Implications for practice
Public Health needs to make timely decisions based on the best available evidence, even if that evidence is limited and may not meet the Criminal Court threshold of evidence implicit in Classical hypothesis testing frameworks. The Civil Court threshold of evidence of the Bayes Factor is perhaps closer to what most people, in a personal or professional capacity, do most of the time. We argue that, though the terminology may be unfamiliar, the core ideas that the Bayes Factor embody - of weighing the evidence, deciding to go with whichever option is better supported, and being willing to revise our decisions as more evidence comes to light - is simply common sense, and that not using this approach too often represents deciding to be indecisive, and to fail to act as best as we can now.
Technical appendix
Likelihood and Log Likelihood of the Normal Distribution
For computational reasons it is more common to calculate the log likelihood of a function rather than the likelihood itself. Defining \(X = \{x_1, x_2, ..., x_n\}\) as a series of \(n\) observations, the Log Likelihood of the Normal Distribution is as follows:
\[ log L (\mu, \sigma^2 | X = \{x_1, x_2, ..., x_n\}) = - \frac{n}{2}log(2\pi) -n log(\sigma) - \frac{1}{2 \sigma^{2}} \sum_{i=1}^{n}(x_{i} - \mu)^2 \] This is implemented as a function in R as follows:
get_ll <- function(x, mu, sig_sq){
sig <- sqrt(sig_sq)
n <- length(x)
- n * log(sig) - (n/2) * log(2 * pi) - (1 / 2 * sig_sq) * sum((x - mu)^2)
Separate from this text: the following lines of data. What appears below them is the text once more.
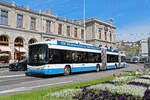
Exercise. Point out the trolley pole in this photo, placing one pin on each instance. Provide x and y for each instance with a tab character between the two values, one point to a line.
84	20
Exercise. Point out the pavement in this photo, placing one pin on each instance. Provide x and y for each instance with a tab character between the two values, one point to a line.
16	82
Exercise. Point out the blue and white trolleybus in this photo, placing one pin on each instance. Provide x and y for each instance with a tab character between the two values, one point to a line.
63	57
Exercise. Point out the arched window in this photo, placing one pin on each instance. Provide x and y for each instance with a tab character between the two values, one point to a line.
32	41
19	42
4	40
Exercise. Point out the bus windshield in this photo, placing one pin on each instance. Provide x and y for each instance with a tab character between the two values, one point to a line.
37	54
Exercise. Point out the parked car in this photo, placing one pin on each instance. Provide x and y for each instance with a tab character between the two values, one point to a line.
18	66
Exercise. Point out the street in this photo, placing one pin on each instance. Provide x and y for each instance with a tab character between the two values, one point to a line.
15	82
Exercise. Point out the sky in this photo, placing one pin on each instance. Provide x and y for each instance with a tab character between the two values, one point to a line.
131	17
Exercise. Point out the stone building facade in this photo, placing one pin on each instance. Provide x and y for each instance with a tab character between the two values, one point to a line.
100	33
21	26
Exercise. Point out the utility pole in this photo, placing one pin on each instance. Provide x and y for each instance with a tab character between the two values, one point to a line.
84	20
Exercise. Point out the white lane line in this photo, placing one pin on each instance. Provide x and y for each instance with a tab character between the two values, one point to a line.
16	79
12	76
30	88
4	71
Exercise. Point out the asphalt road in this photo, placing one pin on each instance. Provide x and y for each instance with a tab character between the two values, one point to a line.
15	82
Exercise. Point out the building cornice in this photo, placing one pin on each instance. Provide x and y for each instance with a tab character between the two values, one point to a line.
100	41
19	29
38	13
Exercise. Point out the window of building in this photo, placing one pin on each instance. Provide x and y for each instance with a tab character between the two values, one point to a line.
75	32
32	41
100	36
110	36
4	17
4	40
106	36
68	30
19	21
82	34
48	26
60	29
19	42
33	24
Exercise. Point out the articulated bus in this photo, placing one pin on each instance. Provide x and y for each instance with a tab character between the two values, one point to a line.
64	57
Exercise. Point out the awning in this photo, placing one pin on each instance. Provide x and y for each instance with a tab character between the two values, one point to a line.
5	48
20	49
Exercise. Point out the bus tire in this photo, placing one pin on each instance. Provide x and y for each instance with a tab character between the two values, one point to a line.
116	66
67	70
27	74
97	68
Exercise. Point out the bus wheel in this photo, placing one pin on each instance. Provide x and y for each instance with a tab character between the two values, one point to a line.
97	68
67	71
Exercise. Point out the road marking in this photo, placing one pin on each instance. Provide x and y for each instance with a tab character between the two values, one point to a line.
16	79
30	88
12	76
4	71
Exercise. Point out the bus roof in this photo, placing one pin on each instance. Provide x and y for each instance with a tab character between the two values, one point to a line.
75	45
}The Bayes Factor is defined as ratio of Likelihoods of two models. In the general case, if \(g(\theta)\) refers to a model with parameters \(\theta\), and \(\theta_{null}\) and \(\theta_{alt}\) to two different candidate parameters, then the Bayes Factor is
\[ \frac{L(g(\theta_{alt}) | X)}{L(g(\theta_{null})|X)} \]
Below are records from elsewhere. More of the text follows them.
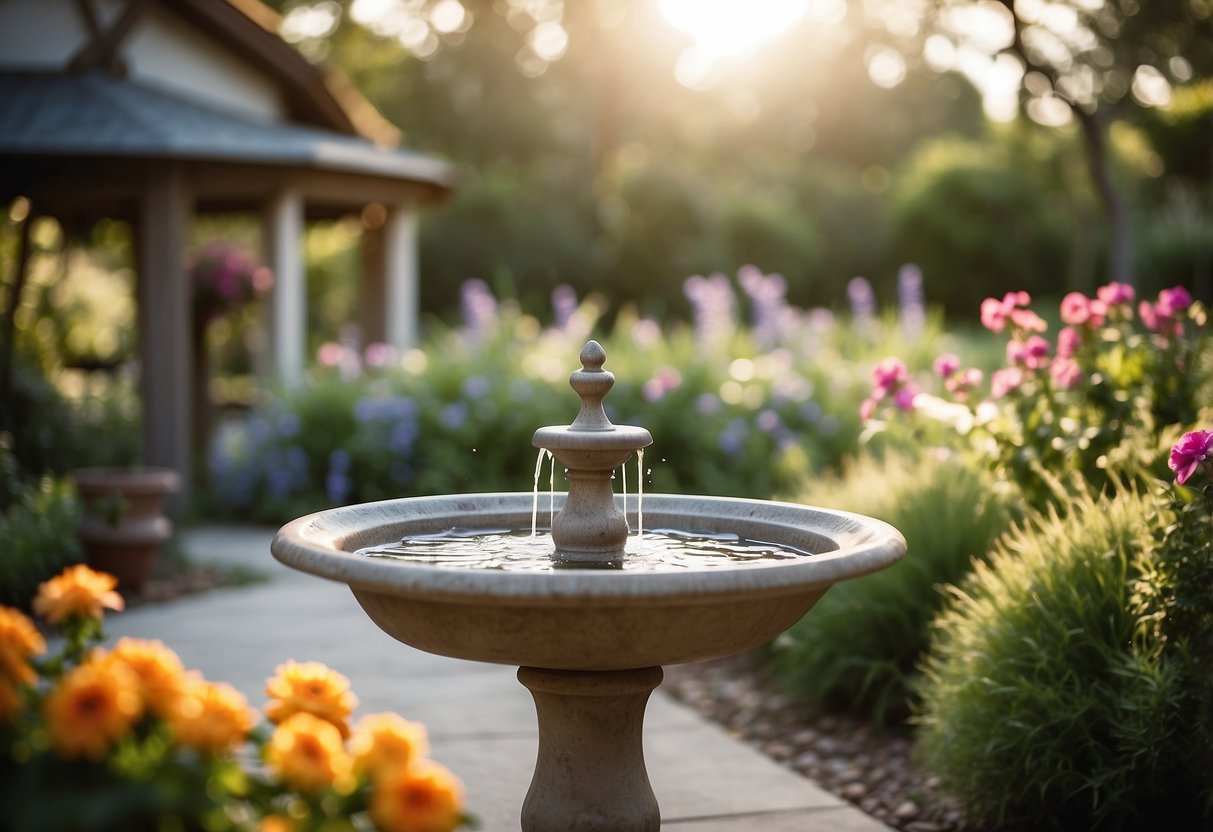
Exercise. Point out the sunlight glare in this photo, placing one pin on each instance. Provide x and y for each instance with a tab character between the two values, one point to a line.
724	28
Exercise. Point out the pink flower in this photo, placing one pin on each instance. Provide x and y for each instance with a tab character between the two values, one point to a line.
1065	372
1173	301
1029	320
888	375
1192	451
962	383
330	354
1069	341
1004	381
1078	309
995	313
946	364
1032	353
1116	294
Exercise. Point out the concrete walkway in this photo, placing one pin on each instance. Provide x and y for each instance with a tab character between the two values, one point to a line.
480	719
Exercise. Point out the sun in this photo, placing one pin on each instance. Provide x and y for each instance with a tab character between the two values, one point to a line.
725	28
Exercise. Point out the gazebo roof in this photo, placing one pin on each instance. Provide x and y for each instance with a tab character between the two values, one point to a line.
97	115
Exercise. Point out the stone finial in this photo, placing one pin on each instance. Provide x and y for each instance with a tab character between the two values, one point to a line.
591	382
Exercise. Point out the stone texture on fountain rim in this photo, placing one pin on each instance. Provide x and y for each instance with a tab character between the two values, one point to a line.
324	545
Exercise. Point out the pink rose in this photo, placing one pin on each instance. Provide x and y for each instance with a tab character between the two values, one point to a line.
1192	451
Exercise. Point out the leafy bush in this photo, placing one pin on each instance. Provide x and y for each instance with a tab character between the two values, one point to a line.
38	524
1046	704
860	645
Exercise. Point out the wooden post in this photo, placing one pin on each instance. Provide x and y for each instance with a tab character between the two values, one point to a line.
288	300
164	317
400	265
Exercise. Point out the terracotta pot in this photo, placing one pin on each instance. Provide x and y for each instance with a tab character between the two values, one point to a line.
123	523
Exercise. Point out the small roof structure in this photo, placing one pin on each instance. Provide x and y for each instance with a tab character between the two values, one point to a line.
152	110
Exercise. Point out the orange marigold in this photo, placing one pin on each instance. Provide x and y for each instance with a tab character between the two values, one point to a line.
425	797
386	741
158	670
307	753
20	639
309	688
91	708
10	701
78	591
211	717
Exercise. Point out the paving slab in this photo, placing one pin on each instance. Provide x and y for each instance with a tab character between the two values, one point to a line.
479	718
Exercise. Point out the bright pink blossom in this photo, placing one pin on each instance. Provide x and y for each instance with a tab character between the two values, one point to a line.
1192	451
1116	294
946	364
1078	309
1065	372
1004	381
1173	301
888	375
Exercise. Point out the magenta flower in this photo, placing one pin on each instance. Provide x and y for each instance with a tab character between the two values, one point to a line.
888	375
1173	301
946	364
1192	451
1078	309
1116	294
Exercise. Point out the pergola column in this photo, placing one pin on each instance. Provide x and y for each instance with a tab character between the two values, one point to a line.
288	302
388	286
400	263
164	318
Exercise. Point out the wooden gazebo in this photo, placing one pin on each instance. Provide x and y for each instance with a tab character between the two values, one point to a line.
153	110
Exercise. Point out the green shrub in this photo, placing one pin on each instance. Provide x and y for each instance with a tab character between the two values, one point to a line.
38	525
859	647
1043	706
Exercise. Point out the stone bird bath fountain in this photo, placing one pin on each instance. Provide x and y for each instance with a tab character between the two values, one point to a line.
592	624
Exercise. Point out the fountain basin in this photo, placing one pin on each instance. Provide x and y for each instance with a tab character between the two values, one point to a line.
587	619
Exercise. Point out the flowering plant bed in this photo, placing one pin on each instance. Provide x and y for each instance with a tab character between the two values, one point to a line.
126	738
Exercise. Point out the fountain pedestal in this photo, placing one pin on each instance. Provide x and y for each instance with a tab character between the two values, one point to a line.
590	774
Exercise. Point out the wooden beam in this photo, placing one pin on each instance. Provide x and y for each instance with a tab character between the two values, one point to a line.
164	319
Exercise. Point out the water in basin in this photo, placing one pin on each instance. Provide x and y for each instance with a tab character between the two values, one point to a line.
655	551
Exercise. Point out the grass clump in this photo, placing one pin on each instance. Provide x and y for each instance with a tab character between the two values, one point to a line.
859	647
1046	704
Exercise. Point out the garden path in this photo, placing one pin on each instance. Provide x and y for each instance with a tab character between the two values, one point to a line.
480	719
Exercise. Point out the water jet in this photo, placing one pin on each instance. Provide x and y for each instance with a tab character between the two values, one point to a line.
588	634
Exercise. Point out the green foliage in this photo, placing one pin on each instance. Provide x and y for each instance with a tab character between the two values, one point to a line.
981	217
38	522
860	645
1042	707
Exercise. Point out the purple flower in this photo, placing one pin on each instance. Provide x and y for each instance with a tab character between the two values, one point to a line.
1190	454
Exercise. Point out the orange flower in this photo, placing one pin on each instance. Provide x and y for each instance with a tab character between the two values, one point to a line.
211	717
91	708
307	753
78	591
386	741
423	797
20	639
10	700
159	672
309	688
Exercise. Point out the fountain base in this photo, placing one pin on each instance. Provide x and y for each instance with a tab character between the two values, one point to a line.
590	775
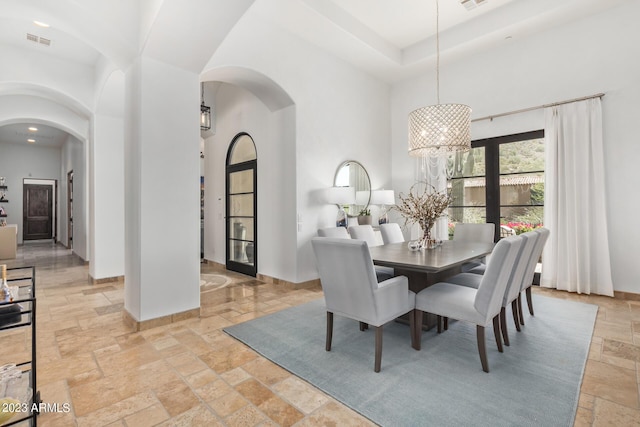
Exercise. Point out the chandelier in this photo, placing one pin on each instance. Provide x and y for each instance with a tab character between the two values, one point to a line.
439	129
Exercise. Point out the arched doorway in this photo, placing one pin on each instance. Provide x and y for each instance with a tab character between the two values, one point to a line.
241	205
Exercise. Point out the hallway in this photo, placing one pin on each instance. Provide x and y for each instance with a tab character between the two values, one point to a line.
191	373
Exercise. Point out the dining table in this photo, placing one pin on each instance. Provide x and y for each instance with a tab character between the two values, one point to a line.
424	267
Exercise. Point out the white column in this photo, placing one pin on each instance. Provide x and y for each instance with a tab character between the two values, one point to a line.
162	203
106	200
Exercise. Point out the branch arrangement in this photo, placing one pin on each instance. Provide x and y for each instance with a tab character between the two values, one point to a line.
423	207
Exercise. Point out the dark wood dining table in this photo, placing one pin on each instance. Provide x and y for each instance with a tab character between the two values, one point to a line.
425	267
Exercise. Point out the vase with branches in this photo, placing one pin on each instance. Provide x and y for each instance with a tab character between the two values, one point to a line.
423	206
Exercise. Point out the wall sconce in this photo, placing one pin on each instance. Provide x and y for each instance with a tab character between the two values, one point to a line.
205	112
383	198
341	197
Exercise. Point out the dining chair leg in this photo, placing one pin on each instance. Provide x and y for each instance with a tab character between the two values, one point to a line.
329	330
529	301
482	348
413	329
503	326
516	313
496	332
520	308
417	330
378	361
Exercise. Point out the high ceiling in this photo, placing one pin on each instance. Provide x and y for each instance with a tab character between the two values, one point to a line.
390	39
44	136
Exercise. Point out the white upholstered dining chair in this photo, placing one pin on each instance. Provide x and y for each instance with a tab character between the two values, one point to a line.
521	263
543	235
391	233
474	232
351	290
337	232
477	306
366	233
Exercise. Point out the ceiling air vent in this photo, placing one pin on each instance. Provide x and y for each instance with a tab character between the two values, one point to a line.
36	39
472	4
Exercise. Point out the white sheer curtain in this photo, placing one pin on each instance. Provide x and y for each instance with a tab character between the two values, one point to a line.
576	256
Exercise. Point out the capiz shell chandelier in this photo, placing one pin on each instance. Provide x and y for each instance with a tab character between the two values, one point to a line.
439	129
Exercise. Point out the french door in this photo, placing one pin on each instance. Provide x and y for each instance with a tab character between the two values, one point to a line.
500	181
241	206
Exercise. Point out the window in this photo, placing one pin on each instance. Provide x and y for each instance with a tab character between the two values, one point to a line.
500	180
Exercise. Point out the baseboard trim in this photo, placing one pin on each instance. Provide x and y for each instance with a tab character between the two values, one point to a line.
137	326
289	285
94	281
628	296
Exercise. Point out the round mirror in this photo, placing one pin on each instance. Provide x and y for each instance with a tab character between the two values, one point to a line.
353	174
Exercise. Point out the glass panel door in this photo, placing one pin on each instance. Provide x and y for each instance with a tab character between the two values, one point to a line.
241	206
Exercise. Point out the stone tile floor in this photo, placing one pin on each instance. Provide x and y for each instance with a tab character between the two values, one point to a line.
191	373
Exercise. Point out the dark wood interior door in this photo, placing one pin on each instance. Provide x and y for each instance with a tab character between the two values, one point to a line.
38	212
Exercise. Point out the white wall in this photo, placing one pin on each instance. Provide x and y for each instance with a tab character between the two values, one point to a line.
106	198
579	59
340	114
19	162
162	190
Note that the alternative and null model specifications both contain a number of parameters in the Log likelihood that are identical. This includes \(\frac{n}{2}log(2\pi)\) and \(n log(\sigma)\) (because we are not concerned about testing proposed difference in the variance before and after). This means Bayes Factor could be calculated without including these parameters. However, they have been included for completeness.